Editor’s Notebook: The anatomy of sleepless nights
Say what you will about Juno and her habit of tripping people in the middle of the night, but she has never had a problem with insomnia. (Dana Wormald | New Hampshire Bulletin)
There’s a lot to worry about these days – and nights.
I’ll refrain from exploring that statement in detail, because if you’re anything like me you go over the list nightly when you should be sleeping. But in fairness to current events, my inability to sleep seems to be only partially caused by the unraveling of the world. Over the past decade or so, I have never let relative good times get in the way of a good 2:30 a.m. jolt of anxiety.
I remember when sleep wasn’t something you did but that happened to you. One minute you’re under the covers at 8:30 p.m. with a flashlight reading a comic book, and the next thing you know your mother is standing over you in the morning light yelling something about being late for school. Dumbfounded, you crawl out of bed desperately trying to understand the sorcery that turned 10 hours into 10 seconds.
Thirty years later the sorcerer changes tactics: interminable nights of chasing sleep in vain.
In recent years, I’ve made a hobby out of trying to understand why my brain sometimes seems bent on my destruction. So when bouts of insomnia became the norm at the onset of middle age, I tried to figure out causes and potential solutions. That led me to something called “sleep hygiene,” or a series of best practices to help you avoid lying in bed with your eyes wide open. If you’ve ever googled “insomnia,” you’re probably aware of the tenets of sleep hygiene:
- Go to bed at the same time every night and wake up at the same time every morning.
- Give yourself a half-hour to quietly wind down every night, and that means no phones or TV.
- If you’re tossing and turning for 20 minutes or so, get out of bed and read, knit, or take up some other calming activity that doesn’t involve electronics.
It’s not just the nightly routine that matters, however. Sleep hygienists stress the importance of getting outside every day and exercising. They’ll also tell you to get rid of the cigarettes and to cut back on or eliminate alcohol. Also, no caffeine in the afternoon and evening, and no late dinners. A bed, they declare, is for sleeping and sex only – so no turning it into the home office.

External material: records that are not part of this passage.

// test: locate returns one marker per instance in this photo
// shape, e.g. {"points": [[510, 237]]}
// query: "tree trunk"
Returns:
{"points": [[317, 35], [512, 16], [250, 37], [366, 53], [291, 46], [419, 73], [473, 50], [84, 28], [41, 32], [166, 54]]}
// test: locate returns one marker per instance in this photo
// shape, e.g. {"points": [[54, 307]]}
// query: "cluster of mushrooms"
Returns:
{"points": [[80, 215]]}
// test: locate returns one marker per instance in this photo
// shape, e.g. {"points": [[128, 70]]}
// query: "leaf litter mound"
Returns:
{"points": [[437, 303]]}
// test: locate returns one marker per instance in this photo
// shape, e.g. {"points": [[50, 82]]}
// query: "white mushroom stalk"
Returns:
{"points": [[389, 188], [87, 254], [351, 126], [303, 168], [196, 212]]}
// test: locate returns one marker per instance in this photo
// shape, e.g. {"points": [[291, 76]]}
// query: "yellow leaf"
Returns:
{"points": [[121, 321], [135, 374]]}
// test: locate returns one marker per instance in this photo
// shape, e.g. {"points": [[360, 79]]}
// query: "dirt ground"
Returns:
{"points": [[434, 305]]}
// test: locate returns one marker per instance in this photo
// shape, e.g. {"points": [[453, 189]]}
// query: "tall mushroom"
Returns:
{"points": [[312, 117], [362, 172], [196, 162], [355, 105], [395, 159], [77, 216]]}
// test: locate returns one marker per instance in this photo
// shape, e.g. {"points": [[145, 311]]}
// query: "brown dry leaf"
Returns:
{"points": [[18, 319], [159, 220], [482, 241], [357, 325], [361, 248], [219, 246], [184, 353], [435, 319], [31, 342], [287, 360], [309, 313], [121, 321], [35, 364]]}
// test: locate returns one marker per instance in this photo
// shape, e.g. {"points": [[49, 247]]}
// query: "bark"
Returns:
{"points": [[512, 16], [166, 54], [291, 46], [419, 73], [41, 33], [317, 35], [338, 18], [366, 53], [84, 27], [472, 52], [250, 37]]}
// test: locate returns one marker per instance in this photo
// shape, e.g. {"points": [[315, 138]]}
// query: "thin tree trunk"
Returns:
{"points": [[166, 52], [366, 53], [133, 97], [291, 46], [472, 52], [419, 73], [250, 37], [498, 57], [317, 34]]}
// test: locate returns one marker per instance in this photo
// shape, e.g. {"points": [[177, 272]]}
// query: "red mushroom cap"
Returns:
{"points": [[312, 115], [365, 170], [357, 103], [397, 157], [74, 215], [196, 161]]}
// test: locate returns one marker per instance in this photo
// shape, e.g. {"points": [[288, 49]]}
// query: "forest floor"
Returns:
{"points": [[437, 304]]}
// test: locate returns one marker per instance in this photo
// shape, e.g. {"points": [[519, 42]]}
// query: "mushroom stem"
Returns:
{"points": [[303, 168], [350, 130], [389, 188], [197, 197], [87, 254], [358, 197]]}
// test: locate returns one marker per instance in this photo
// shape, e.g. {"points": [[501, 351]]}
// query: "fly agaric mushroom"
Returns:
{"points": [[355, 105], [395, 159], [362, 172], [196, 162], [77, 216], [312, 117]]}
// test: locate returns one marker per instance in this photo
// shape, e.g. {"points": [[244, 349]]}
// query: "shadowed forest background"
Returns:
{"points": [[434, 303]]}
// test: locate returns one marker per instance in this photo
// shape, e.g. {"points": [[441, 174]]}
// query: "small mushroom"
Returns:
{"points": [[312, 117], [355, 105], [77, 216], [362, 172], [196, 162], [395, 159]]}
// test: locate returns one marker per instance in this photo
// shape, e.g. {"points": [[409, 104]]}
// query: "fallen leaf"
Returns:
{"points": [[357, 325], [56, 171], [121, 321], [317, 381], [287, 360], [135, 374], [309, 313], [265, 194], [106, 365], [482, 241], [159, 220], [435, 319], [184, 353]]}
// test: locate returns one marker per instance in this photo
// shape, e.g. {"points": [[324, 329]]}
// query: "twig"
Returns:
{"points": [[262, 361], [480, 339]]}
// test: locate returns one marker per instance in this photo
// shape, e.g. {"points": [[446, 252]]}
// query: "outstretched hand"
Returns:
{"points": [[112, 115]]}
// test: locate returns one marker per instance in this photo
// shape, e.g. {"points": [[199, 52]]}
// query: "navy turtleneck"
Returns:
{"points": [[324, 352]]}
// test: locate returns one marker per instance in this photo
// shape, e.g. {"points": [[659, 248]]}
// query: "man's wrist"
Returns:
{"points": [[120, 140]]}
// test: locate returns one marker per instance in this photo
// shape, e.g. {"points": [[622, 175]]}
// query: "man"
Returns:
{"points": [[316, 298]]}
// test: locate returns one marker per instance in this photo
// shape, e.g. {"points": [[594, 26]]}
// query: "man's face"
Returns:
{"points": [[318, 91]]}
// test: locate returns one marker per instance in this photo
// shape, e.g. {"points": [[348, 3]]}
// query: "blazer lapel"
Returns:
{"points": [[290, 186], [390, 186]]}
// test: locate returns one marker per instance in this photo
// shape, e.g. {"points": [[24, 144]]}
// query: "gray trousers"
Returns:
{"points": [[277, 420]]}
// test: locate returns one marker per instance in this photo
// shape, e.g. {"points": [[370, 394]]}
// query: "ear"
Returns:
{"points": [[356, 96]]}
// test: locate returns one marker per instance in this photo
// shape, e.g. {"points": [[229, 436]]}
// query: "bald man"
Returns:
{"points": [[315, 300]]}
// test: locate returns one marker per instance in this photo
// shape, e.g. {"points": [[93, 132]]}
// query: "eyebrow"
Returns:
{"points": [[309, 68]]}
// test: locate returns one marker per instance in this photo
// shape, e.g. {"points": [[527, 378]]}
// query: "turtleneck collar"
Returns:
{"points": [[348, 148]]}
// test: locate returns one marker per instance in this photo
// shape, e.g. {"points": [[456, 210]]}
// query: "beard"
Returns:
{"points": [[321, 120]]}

Some of the rules are easier to follow than others. I’m not a smoker, so score one point for that. And I’ve never been very comfortable working on a laptop in bed. Grudgingly, I can give up the after-dinner beer and the 3 p.m. cup of coffee, but two working parents and two teenagers means most dinners are “late dinners.” And let’s just say I’m not awesome at getting outside and exercising on weekdays.
But the hardest rule to follow is getting up for a calming activity if you’re awake for 20 minutes. We live in a “charming” house (or “small and old” in non-Zillow parlance), so when one of us gets out of bed everybody’s sleep is interrupted. The stairs and floorboards don’t so much creak as scream, and there’s no option to quietly close any of the doors. Also, Juno the cat’s favorite nighttime activity is tripping people.
And then there’s this: Isn’t life regimented enough without the rules of sleep hygiene?
When I first began dealing with sleepless nights, I assumed insomnia was the price you pay for being an adult with responsibilities. I told myself that I slept well as a kid because I was taken care of and there was nothing to worry about. But I know that’s not true. I’m not so far removed from being a kid that I’ve forgotten what it feels like to worry about a math test or the embarrassing thing that happened at school. It feels exactly the same as worrying about a mortgage payment and the embarrassing thing that happened at work.
What was different, unsurprisingly, was my sleep hygiene.
I had to go to bed at the same time every night because my parents didn’t give me a choice, and I always spent at least a half-hour winding down because that’s the only option when you’re told to go to bed before you’re tired. I wasn’t drinking beer at age 10, so that part was easy, nor was I consuming as much caffeine as I wanted: Milk with dinner, water before bed. But maybe the biggest difference was the time I spent outside playing baseball, football, basketball, or some sport that the neighborhood kids and I invented out of sheer boredom.
One game involved using a Wiffle Ball bat to hit one of those volleyball-sized vinyl balls you could buy at the grocery store for 99 cents. We called it “goofball,” and the rules were similar to those of baseball and softball but vastly superior. The game would start right after homework and last until sunset, with just a short break for dinner.
I remember feeling absolutely spent by the time the bat and ball were returned to the bin in the garage. I remember that a half-hour of TV was all I had time for before being sent off to bed against my will. I remember whispering to myself that I would stay up all night when I had a place of my own and was no longer under my parents’ control. I remember fighting against sleep to prove to them and myself that my arbitrary bedtime was just too early.
And then I remember nothing, until morning.